Dynamic Context Tuning for Retrieval-Augmented Generation: Enhancing Multi-Turn Planning and Tool Adaptation
This work addresses the need for scalable and adaptable AI assistants in dynamic environments where user intent and tools evolve, representing a novel method for a known bottleneck rather than a foundational breakthrough.
The paper tackles the problem of static, single-turn retrieval-augmented generation (RAG) systems being unsuitable for dynamic domains like healthcare and smart homes, and presents Dynamic Context Tuning (DCT) to enhance multi-turn planning and tool adaptation, resulting in a 14% improvement in plan accuracy and a 37% reduction in hallucinations while matching GPT-4 performance at lower cost.

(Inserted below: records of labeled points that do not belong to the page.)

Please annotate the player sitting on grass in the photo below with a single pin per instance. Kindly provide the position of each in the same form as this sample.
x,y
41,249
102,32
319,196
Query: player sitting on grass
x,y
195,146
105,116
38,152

Retrieval-Augmented Generation (RAG) has significantly advanced large language models (LLMs) by grounding their outputs in external tools and knowledge sources. However, existing RAG systems are typically constrained to static, single-turn interactions with fixed toolsets, making them ill-suited for dynamic domains such as healthcare and smart homes, where user intent, available tools, and contextual factors evolve over time. We present Dynamic Context Tuning (DCT), a lightweight framework that extends RAG to support multi-turn dialogue and evolving tool environments without requiring retraining. DCT integrates an attention-based context cache to track relevant past information, LoRA-based retrieval to dynamically select domain-specific tools, and efficient context compression to maintain inputs within LLM context limits. Experiments on both synthetic and real-world benchmarks show that DCT improves plan accuracy by 14% and reduces hallucinations by 37%, while matching GPT-4 performance at significantly lower cost. Furthermore, DCT generalizes to previously unseen tools, enabling scalable and adaptable AI assistants across a wide range of dynamic environments.